This week marks the 13th anniversary of Kosovo’s declaration of independence from Serbia. The declaration came about a decade after the Serbian authorities launched an ethnic cleansing that aimed to eradicate the Albanian majority population of its then-province. A full-fledged genocide was stopped in 1999 by NATO’s intervention.
Since 2008, the Republic of Kosovo has joined international organizations, has become a vital part of the international community, and has been a key factor of stability in the Balkans. In terms of democratic standards, Kosovo fares better than some of its neighbors, as evidenced by its latest exemplary elections.

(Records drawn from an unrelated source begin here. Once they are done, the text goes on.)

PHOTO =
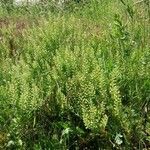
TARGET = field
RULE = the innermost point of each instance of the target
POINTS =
(75, 77)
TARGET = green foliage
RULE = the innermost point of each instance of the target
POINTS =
(71, 81)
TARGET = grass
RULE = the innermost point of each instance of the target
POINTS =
(76, 78)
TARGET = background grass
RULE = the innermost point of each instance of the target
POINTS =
(75, 78)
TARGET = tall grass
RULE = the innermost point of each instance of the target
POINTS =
(75, 79)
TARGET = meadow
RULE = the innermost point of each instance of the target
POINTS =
(75, 77)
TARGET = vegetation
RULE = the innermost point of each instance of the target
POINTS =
(77, 77)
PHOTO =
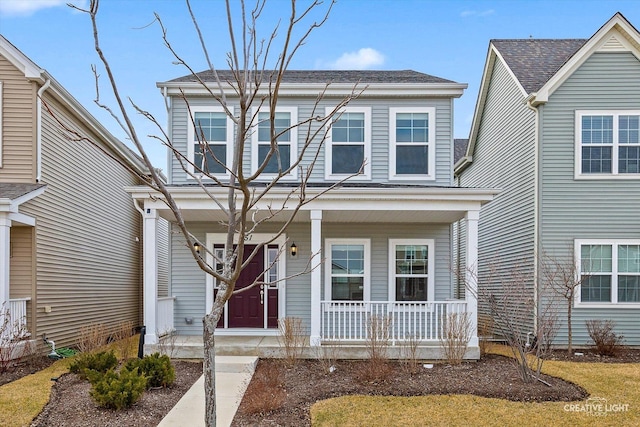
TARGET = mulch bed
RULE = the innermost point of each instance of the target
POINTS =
(308, 381)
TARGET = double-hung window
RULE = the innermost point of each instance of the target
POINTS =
(348, 144)
(347, 273)
(210, 134)
(285, 133)
(608, 144)
(411, 270)
(609, 272)
(412, 143)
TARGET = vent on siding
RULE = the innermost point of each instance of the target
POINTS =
(612, 45)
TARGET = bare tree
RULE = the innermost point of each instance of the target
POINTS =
(563, 277)
(256, 70)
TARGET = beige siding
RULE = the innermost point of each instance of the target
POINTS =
(88, 237)
(18, 125)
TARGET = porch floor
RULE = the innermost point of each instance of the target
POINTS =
(191, 347)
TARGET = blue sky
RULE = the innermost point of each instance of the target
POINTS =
(447, 39)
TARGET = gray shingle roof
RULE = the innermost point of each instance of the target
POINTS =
(12, 191)
(535, 61)
(459, 149)
(333, 76)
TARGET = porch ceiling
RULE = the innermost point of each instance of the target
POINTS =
(329, 216)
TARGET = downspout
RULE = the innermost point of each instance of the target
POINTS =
(39, 131)
(536, 193)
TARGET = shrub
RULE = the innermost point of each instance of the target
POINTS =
(158, 369)
(118, 390)
(605, 341)
(99, 362)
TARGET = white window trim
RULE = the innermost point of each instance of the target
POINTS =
(430, 243)
(191, 136)
(1, 124)
(366, 176)
(366, 292)
(578, 145)
(293, 111)
(213, 239)
(431, 145)
(614, 273)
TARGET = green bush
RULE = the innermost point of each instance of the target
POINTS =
(99, 362)
(158, 369)
(118, 390)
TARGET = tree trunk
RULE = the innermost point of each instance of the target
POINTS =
(209, 367)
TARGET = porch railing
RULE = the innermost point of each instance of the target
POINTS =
(421, 321)
(165, 315)
(13, 320)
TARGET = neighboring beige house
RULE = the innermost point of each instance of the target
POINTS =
(70, 236)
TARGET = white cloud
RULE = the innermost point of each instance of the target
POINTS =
(29, 7)
(467, 13)
(361, 60)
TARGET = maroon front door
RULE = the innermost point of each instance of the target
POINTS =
(246, 309)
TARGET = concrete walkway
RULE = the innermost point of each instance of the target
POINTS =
(233, 374)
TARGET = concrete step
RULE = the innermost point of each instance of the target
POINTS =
(236, 364)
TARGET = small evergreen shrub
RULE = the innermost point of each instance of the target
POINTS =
(156, 368)
(99, 362)
(118, 390)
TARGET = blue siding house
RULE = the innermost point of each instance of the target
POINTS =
(557, 130)
(381, 242)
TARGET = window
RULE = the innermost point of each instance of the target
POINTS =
(349, 143)
(412, 143)
(609, 271)
(411, 269)
(210, 140)
(347, 270)
(608, 144)
(286, 136)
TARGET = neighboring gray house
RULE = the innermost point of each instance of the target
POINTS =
(557, 130)
(385, 237)
(70, 236)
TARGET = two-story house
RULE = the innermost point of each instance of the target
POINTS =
(70, 236)
(383, 238)
(557, 130)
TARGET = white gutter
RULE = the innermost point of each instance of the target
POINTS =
(39, 130)
(536, 204)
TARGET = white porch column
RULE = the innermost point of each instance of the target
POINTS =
(316, 276)
(5, 255)
(150, 269)
(471, 273)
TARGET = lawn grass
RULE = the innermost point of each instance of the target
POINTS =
(617, 383)
(22, 400)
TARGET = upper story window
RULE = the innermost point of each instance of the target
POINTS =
(411, 269)
(412, 143)
(609, 272)
(347, 270)
(210, 143)
(286, 135)
(348, 143)
(608, 144)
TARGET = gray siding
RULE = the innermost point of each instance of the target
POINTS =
(87, 236)
(380, 135)
(504, 159)
(187, 280)
(588, 209)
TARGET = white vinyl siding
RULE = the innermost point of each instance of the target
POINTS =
(348, 144)
(210, 141)
(607, 144)
(412, 143)
(286, 132)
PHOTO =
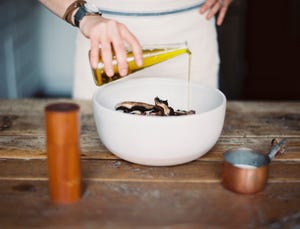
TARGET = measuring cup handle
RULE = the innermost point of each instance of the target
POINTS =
(276, 148)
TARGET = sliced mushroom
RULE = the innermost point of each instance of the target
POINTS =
(130, 106)
(183, 112)
(164, 106)
(161, 108)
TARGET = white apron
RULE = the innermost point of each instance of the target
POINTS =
(157, 22)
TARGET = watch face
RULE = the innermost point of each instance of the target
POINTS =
(91, 8)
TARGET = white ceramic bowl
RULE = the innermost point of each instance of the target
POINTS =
(159, 141)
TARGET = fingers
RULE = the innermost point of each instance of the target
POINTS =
(112, 37)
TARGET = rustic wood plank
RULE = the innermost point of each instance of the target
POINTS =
(26, 204)
(118, 170)
(33, 147)
(243, 119)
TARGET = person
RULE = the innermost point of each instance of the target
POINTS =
(117, 24)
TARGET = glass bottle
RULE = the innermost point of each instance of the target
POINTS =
(152, 54)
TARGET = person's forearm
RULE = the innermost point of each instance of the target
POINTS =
(58, 7)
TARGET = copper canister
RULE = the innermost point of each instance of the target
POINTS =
(63, 152)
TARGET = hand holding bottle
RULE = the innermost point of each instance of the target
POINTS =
(111, 36)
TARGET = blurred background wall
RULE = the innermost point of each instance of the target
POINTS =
(259, 49)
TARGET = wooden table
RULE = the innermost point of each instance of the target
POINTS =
(119, 194)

It is time for Athens to finally join the more than 100 countries that recognize its irreversible independence.
Doing so would advance Greek interests and elevate Athens’ diplomatic clout. Not only Greece would offer an important contribution to peace and regional stability, but it would also be an important gesture to nurture closer Greek-Albanian ties.
This month, Israel established full diplomatic relations with Kosovo, in a move widely supported and coordinated by the United States. Greece has the opportunity to follow Israel’s example and finally establish full bilateral ties with the Republic of Kosovo.
Despite repeated attempts by Serbia and its allies to contest the legitimacy of Kosovo’s sovereignty, it independence was upheld by the International Court of Justice. In its 2010 Advisory Opinion, the court noted that Kosovo’s declaration of independence did not circumvent or break any international law, attesting to its international legality.
Kosovo’s diplomatic ties with Israel countered, once again, the assumption that its independence serves as a dangerous precedent for secessionist movements. The five EU members states that still refuse to acknowledge an independent Kosovo, including Greece, have indirectly hidden behind this argument.